Interplays between Nociceptors and Immune Cells; Mast Cells

In response to damage, resident immune cells are activated and blood borne immune cells are recruited to the site of damage. Immune cells also initiate the sensitization of peripheral nociceptors. The immune system also reduces sensitization by producing immune-derived anti-inflammatory and analgesic or proresolution agents. Mast cells are granulated denizen immune cells that are separate into connective tissueand mucosal subtypes and are locate close to capillaries. Mast cells degranulation needs direct interaction between peripheral nerve terminals mast cells, which is indirect by the calcium-dependent cell adhesion molecule N-cadherin. They participate in innate hostdefense and allergic excitations and are de-granulated within a few minutes of an inflammatory reaction, resulting in liberate of bradykinin, histamine and other mediators that association to vasodilation.
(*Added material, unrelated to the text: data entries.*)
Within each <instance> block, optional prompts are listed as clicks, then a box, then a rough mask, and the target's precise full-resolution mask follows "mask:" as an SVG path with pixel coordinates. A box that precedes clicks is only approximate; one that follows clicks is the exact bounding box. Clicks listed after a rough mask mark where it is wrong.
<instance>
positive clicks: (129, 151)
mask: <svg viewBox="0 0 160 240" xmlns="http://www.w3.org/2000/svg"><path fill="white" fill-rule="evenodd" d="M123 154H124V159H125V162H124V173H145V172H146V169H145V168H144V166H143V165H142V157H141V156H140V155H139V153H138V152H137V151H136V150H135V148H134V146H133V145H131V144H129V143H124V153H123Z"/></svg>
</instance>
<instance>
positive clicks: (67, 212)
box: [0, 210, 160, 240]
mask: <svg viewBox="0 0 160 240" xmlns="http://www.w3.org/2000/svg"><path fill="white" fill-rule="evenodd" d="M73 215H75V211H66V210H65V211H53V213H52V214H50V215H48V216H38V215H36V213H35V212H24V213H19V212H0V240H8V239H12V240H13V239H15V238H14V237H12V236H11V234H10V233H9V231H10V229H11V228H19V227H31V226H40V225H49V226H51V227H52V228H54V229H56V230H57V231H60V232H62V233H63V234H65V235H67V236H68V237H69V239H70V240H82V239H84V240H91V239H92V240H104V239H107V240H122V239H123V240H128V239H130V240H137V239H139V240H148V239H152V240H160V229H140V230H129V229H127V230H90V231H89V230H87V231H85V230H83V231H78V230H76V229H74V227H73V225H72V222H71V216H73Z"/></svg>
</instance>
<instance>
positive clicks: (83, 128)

Once activated by damage, vascular endothelial cells, and immune and immune-related cells such as keratinocytes also synthesize and exude anti-inflammatory cytokines, pro-resolution lipid mediators and opioid peptides to suppress pain. Mast cells are contribute to nociceptor sensitization in a number of contexts and locate close to primary nociceptive neurons. Reported injection of the secretagogue compound 48/80 promotes degranulation of mast cells in the dura and leads to stimulation of meningeal nociceptors. Mast cell degranulation also contributes to the fast onset of nerve growth factor– influenced thermal hyperalgesia. Pelvic pain associated with neurogenic cystitis was removed in mice missing mast cells. Conclusion: Although these findingsdemonstrate that resident mast cells sensitize peripheral nociceptors, it is unclear which chemical mediator(s) branched from mast cells are basic for this effect.